I have no idea what other’s reasons for loving mysteries are–but I do know mine. There are very few mysteries that I don’t care for and those are the ones where the mystery isn’t really solved, or the bad person, perpetrator of the crime, the villain, manages to get away to come back another day.
Though I do really like on-going series–after all, I write two of them myself– I prefer for each book to be complete in itself. That doesn’t mean there can’t be some ongoing plots in the life of some of the characters, I just want the major crime to be solved.
In my Deputy Tempe Crabtree series, Tempe and her husband Hutch sometimes go through rough patches because of their different belief systems. Hutch is a Christian pastor with strong faith. Tempe uses some of the mystical and supernatural aspects of her Native American heritage to solve crimes. Slowly, he is coming to terms with some of Tempe’s experiences, like her ability to see spirits, though he often has deep concern for the health of her soul. Whatever the major crime may be in a book, Tempe will find out the truth by the time the reader reaches the last page as you’ll see if you read the latest in the series, Kindred Spirits. Though the guilty party has in essence planned the perfect murder, Tempe continues on until he reveals himself.

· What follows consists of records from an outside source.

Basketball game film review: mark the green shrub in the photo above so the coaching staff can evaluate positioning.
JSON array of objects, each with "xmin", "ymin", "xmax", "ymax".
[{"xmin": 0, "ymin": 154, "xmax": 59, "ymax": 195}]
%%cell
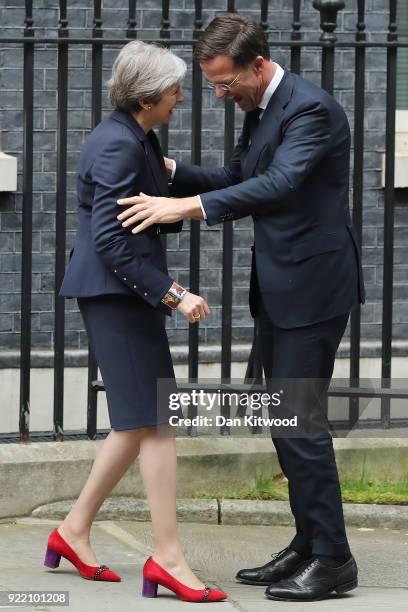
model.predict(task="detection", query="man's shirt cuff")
[197,195,207,220]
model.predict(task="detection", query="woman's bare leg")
[58,429,142,565]
[139,429,204,589]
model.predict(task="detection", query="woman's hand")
[177,291,210,323]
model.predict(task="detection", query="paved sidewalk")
[0,518,408,612]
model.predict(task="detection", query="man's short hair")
[194,13,271,68]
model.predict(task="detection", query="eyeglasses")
[207,72,242,91]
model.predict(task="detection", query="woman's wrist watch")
[161,281,187,309]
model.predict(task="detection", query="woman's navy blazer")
[60,110,182,314]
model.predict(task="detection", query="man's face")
[200,55,265,112]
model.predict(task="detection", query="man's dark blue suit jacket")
[60,110,182,314]
[172,71,364,328]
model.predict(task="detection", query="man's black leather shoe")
[236,548,308,586]
[265,557,358,601]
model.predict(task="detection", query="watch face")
[169,287,183,299]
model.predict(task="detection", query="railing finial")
[313,0,346,43]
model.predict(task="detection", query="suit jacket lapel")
[145,130,169,196]
[112,110,169,196]
[242,70,293,180]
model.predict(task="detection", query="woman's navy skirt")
[78,295,174,430]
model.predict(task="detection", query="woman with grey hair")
[45,41,227,602]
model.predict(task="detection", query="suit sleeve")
[91,139,173,307]
[200,104,331,225]
[170,128,244,197]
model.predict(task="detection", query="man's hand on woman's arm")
[163,157,175,179]
[118,192,204,234]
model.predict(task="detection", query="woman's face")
[149,84,184,125]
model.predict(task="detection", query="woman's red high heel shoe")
[142,557,228,603]
[44,529,121,582]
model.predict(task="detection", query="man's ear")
[253,55,265,74]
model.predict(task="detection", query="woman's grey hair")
[107,40,187,112]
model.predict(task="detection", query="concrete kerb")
[28,497,408,529]
[0,438,408,529]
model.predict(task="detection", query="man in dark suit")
[116,14,364,600]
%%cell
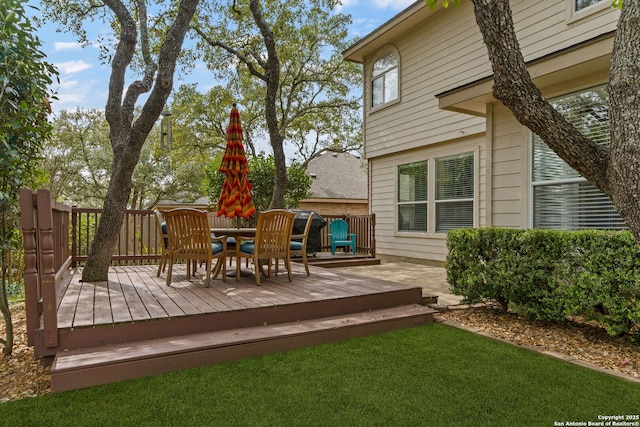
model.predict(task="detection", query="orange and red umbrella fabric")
[216,104,256,218]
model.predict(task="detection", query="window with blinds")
[532,86,626,230]
[574,0,603,10]
[371,51,398,107]
[435,153,475,233]
[397,160,429,233]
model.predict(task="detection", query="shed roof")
[307,153,368,200]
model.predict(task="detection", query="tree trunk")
[0,292,13,356]
[609,1,640,243]
[82,0,199,282]
[250,0,289,209]
[472,0,640,244]
[82,145,140,282]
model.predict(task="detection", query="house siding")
[370,134,486,261]
[347,0,619,261]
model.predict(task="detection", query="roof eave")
[342,0,438,64]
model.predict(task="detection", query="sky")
[29,0,415,112]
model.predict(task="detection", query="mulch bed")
[0,303,640,403]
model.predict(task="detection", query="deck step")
[51,304,436,392]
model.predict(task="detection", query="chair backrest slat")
[255,209,295,258]
[329,219,349,240]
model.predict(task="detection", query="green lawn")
[0,324,640,426]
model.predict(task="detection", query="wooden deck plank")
[108,270,133,323]
[118,267,169,319]
[73,282,95,328]
[127,270,190,317]
[58,274,82,328]
[145,269,213,314]
[113,268,151,321]
[93,281,113,325]
[59,263,424,327]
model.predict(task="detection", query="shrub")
[446,228,640,336]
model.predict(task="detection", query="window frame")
[395,160,431,234]
[393,150,480,239]
[565,0,611,24]
[433,151,477,233]
[368,46,400,111]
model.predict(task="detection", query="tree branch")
[472,0,612,195]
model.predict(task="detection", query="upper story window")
[371,50,399,108]
[574,0,603,11]
[565,0,612,24]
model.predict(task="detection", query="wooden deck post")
[20,188,40,346]
[36,189,58,347]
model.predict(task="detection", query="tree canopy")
[42,0,199,281]
[190,0,361,207]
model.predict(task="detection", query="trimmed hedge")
[445,228,640,338]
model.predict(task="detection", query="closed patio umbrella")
[216,104,256,218]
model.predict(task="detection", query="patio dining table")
[211,227,256,277]
[211,227,256,238]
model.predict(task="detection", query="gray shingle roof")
[307,153,367,199]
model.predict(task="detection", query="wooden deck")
[46,263,433,391]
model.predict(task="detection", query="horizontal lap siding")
[511,0,619,61]
[365,0,490,158]
[492,104,529,228]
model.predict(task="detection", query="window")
[574,0,602,11]
[435,153,475,233]
[371,50,398,107]
[398,161,429,233]
[532,86,626,230]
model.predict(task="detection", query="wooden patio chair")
[329,219,356,255]
[153,209,169,277]
[164,208,227,288]
[290,212,313,276]
[236,209,296,285]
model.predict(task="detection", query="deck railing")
[20,189,71,347]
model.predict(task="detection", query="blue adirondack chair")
[329,219,356,255]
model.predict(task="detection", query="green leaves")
[446,228,640,338]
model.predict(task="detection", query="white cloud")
[53,42,82,52]
[55,60,93,74]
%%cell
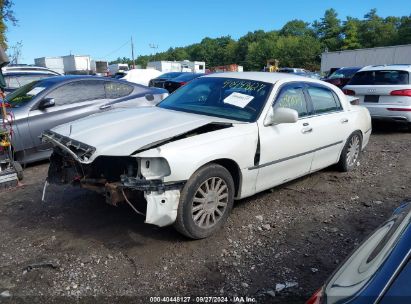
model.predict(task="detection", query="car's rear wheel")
[338,132,362,172]
[175,164,234,239]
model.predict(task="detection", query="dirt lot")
[0,121,411,303]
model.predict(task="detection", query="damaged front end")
[43,131,185,227]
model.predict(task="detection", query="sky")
[6,0,411,64]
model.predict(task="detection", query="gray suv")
[6,76,168,163]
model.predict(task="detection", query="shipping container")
[34,57,64,74]
[321,44,411,72]
[63,55,92,74]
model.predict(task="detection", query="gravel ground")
[0,121,411,303]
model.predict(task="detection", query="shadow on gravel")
[7,186,186,249]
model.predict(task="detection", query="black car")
[148,72,190,88]
[164,73,204,93]
[306,200,411,304]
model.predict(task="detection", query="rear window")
[348,70,410,85]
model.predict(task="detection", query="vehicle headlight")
[139,157,171,179]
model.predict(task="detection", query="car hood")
[46,107,236,163]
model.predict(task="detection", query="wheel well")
[211,158,242,196]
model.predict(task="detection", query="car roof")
[359,64,411,72]
[204,72,326,85]
[336,67,361,71]
[36,75,135,86]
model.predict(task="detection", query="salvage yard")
[0,124,411,303]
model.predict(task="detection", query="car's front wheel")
[338,132,362,172]
[175,164,234,239]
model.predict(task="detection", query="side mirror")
[144,94,154,101]
[39,98,56,110]
[264,107,298,126]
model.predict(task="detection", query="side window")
[274,86,308,117]
[4,76,20,88]
[380,260,411,304]
[18,75,50,86]
[104,81,133,99]
[47,80,106,106]
[307,87,342,114]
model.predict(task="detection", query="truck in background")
[34,56,64,75]
[34,55,93,75]
[108,63,130,76]
[209,64,244,73]
[91,60,108,76]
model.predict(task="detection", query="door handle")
[100,105,111,110]
[301,128,313,134]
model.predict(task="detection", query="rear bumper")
[362,104,411,122]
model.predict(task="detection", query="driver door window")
[47,80,106,106]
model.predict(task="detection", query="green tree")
[396,15,411,44]
[0,0,17,49]
[279,19,314,36]
[313,8,342,51]
[360,9,400,48]
[341,17,362,50]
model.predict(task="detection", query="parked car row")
[343,65,411,128]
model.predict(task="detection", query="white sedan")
[43,72,371,239]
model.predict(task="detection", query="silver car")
[6,76,168,163]
[343,64,411,126]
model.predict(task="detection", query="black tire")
[337,132,362,172]
[174,164,234,239]
[12,161,24,181]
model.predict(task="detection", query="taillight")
[387,108,411,112]
[305,287,323,304]
[343,90,355,96]
[390,90,411,97]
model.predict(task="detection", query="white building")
[147,60,205,73]
[321,44,411,72]
[34,55,92,74]
[34,57,64,74]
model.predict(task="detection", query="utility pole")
[148,43,158,55]
[131,36,136,69]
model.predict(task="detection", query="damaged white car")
[43,72,371,239]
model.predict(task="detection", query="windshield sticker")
[223,80,267,92]
[224,92,254,108]
[27,87,45,96]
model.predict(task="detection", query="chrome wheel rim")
[347,135,360,167]
[191,177,228,228]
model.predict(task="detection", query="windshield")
[156,72,183,79]
[157,77,272,122]
[6,80,46,108]
[329,69,359,79]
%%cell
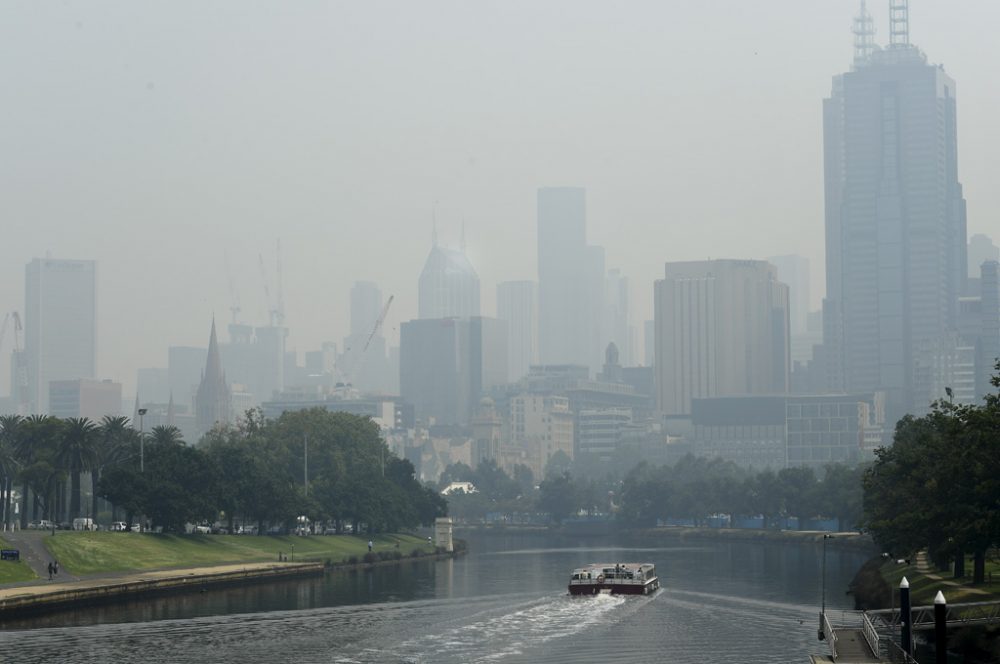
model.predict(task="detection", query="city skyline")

Because the Rocky Bluff P.D. is about the men and women in the police department and their families rather than just one hero or heroine, focusing on someone different and several crimes in each book, there are many ongoing stories as these people live out their lives on the job and at home. My main theme in each book has been to show how what goes on in the family affects the job and how the job affects the family. The most growth shown in a character has been Detective Doug Milligan, who in the first book, Final Respects, is a street cop who loses his best friend and his wife. In the fourth book, Smell of Death, Doug becomes interested in a female officer who is the first on the scene of two murders. In some of the other books, Doug is merely a supporting character, with other officers in the forefront.
No matter which series I’m writing, you can be sure the bad guy or gal will get it in the end. This is important to me for two reasons–in real life things don’t always turn out for the best or the way they should. Bad guys do get away with murder. I want better endings in the books I read and the ones I write.
The second reason is I have no control over the world I live in–my smaller world containing my friends and family–or the big outside world. When I’m writing, I’m in control–more or less. I must admit, sometimes the characters lead me in directions I never expected, but that’s a whole other blog.
And that’s why I love mysteries. What's your reason?